Ideology Detection with BERT

Project Overview

This project focuses on classifying text into five distinct ideologies using a fine-tuned BERT model. The dataset comprises ideological statements in Turkish, and the model is trained to distinguish between various ideological perspectives.

Dataset

The dataset is sourced from ideological statements and consists of five categories:

Anarchism
Communism
Liberalism
Nationalism
Conservatism

The dataset is stored in CSV format and is preprocessed to balance the number of samples for each ideology. The preprocessing steps include:

Reading and cleaning the data
Handling missing values
Encoding labels
Sampling to ensure class balance

Model

The model is based on dbmdz/bert-base-turkish-128k-uncased, a pre-trained BERT model optimized for Turkish. It is fine-tuned for sequence classification using the Hugging Face transformers library. The model takes ideological text as input and predicts one of the five ideological categories.

Environment Setup

Requirements

Ensure you have the following dependencies installed:

pip install transformers torch pandas scikit-learn matplotlib seaborn

GPU Check

The model is trained using CUDA. Ensure a GPU is available:

import torch
if torch.cuda.is_available():
    print("GPU available: ", torch.cuda.get_device_name(0))
else:
    print("GPU not available")

Data Preparation

The dataset is split into training (80%) and test (20%) sets. Text is tokenized using the BERT tokenizer, and attention masks are created to handle padding.

Training

The model is trained for four epochs using the AdamW optimizer and a linear learning rate scheduler. Training loss is monitored at each step, and performance is evaluated using:

Precision
Recall
F1-score

Evaluation

The trained model is evaluated on the test set.
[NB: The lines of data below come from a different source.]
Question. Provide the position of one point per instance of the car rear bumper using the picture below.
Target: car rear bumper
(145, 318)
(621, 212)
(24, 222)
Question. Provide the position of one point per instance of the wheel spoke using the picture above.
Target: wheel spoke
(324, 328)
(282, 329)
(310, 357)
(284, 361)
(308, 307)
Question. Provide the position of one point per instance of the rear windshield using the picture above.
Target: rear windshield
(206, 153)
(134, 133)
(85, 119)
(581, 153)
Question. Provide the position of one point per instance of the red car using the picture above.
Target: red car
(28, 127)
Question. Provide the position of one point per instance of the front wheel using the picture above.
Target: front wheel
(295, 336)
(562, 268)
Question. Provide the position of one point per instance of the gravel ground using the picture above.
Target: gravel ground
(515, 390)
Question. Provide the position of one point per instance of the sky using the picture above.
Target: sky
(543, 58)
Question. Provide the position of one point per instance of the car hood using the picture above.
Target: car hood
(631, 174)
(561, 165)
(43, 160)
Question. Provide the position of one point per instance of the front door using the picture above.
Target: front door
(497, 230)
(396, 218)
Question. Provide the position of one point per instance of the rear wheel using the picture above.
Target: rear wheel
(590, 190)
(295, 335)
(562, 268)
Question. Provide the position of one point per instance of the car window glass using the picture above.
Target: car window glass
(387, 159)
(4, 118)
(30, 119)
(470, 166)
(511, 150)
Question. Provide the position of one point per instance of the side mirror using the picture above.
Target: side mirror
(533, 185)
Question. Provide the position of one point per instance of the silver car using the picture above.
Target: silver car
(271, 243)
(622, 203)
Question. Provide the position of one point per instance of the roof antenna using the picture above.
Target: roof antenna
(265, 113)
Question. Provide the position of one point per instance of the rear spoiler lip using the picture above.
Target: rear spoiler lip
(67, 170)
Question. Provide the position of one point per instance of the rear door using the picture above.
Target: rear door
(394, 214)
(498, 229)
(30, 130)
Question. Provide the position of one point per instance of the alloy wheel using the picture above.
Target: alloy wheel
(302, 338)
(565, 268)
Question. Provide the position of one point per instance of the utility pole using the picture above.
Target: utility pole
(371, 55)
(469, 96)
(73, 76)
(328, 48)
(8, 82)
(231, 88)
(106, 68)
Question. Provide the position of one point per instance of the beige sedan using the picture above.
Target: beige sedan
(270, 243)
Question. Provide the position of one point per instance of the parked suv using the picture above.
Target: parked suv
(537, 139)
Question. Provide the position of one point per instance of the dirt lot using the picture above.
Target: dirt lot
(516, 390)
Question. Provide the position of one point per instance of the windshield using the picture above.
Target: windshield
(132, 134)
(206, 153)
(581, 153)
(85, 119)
The classification report provides metrics for each ideological category.

Example output:

F-Score:  0.7589
Recall:  0.7499
Precision:  0.7758

Usage

To make predictions on new text samples:

from transformers import BertTokenizer, BertForSequenceClassification
import torch

tokenizer = BertTokenizer.from_pretrained('dbmdz/bert-base-turkish-128k-uncased')
model = BertForSequenceClassification.from_pretrained("path/to/saved/model")
model.eval()

def predict(text):
    inputs = tokenizer(text, return_tensors="pt", truncation=True, padding=True, max_length=512)
    with torch.no_grad():
        logits = model(**inputs).logits
    predicted_class = torch.argmax(logits, dim=1).item()
    return predicted_class

text_sample = "Devlet her zaman güçlülerin çıkarlarını korur."
print("Predicted Ideology: ", predict(text_sample))

Model Checkpoint

The trained model is saved and can be loaded for inference.

Authors

This project was developed by leveraging the Hugging Face transformers library and PyTorch for fine-tuning BERT on ideological classification tasks.

License

This project is open-source and licensed under the MIT License.